Der Strahl, der dem Medium den Namen gab, bleibt unverändert. Die «Technologie» Radio kann einfach nicht mehr als das: linear ausstrahlen. Und so sind auch die Programmschaffenden dazu verurteilt, diesen Ablauf zu bestücken. Sie entscheiden, was jetzt und was später ausgeSTRAHLt wird. Und so manche Themen finden den Weg gar nicht erst auf den Sender. Die Entscheidung, was nun wichtiger ist, bedeutet Kompromiss. Dieser Kompromiss führt nicht nur zu internen Diskussionen, sondern auch zu Rückmeldungen unzufriedener Hörer*innen.
Traditionelles Radio fällt mit der klassisch-linearen Form in die «one size fits all»-Falle, die eigentlich noch nie allen immer nur gefallen hat. Und dennoch akzeptierte man mit der Zeit, auch auf der Empfängerseite, die technische Limitierung.
Mit dem Aufkommen des Internets Anfang der 1990er Jahre wurde die «On Demand / Auf Abruf»-Gesellschaft aus den technischen Fesseln befreit. Die Digitalisierung begann, die bestehenden Angebote an die Wand zu drücken. Die Aufmerksamkeitspanne der zu erreichenden Personen wurde mit jedem neuen Internetangebot kürzer und somit umkämpfter. Den Ursprung bildet zwar die Technik, diese wurde aber nur so schnell von der Gesellschaft umarmt, weil sie ein Grundbedürfnis der Selbstbestimmung deckte.

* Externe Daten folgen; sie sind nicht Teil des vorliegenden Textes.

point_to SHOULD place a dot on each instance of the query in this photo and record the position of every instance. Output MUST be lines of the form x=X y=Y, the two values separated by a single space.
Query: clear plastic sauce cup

Auch Thales S. Teixeira, Autor von «Unlocking the Customer Value Chain», bezeichnet nicht die Technologie als den entscheidenden Veränderer, sondern die Konsument*innen selbst. Diese führen durch ihre Nutzung der neuen technischen Möglichkeiten die Veränderung erst herbei – und schlussendlich zum Erfolg. Teixeira schreibt: «Viele der schnell wachsenden Start-ups wie Uber, Airbnb, Slack, Pinterest und Lyft haben keinen Zugang zu mehr oder besseren innovativen Technologien als die etablierten Unternehmen in ihren jeweiligen Branchen. Was sie haben, ist die Fähigkeit, schneller und genauer zu bauen und zu liefern, was die Kunden wünschen.»
Um den Menschen das zu bieten, was sie möchten, sollte in einer globalen, vernetzten Welt auch global und vernetzt gedacht werden. Also Radio vom Internet her denken: Die komplette Wertschöpfungskette muss nicht mehr von jedem einzelnen Radioanbieter abgedeckt werden. Ein grösseres Medienhaus kann – im Gegensatz zu den globalen Plattformen – nicht alle bedienen. Dafür hat es weder den Auftrag noch die Fülle an Inhalten oder das Knowhow.
Als Beispiel dient an dieser Stelle der Detailhandel: Statt von einem Spezialisten zum anderen zu gehen, wählen beispielsweise die Kunden bei ihren Einkäufen bewusst den Generalisten. Dieser vereint viele Disziplinen unter einem Dach. Fachgeschäfte werden nur von jenen aufgesucht, die Zeit und Musse besitzen oder Idealismus stärker gewichten als Effizienz. Eine Chance für die Fachgeschäfte wäre also, um im Sinnbild zu bleiben, ein wertgenerierender Part bei den Grossisten zu werden. Auf fast jeder grossen Plattform (YouTube als Beispiel für Videoinhalte, Spotify für Audioinhalte) gibt es diejenigen, welche die Plattform wertvoll machen, und diejenigen, welche dafür bezahlen. Wer da mitverdienen möchte – sei es in Form von Geld oder auch Aufmerksamkeit, die heute als begehrte Währung gilt – sollte sich also entweder die Lücken suchen, die es auf diesen Plattformen gibt und diese dann mit seinen Inhalten füllen, oder er schafft für sein Inhaltangebot eine eigene kleine Plattform und versucht von dort aus, seine Klientel zu erreichen. Beziehungsweise, wenn es ums Radio geht: seine Hörer*innen.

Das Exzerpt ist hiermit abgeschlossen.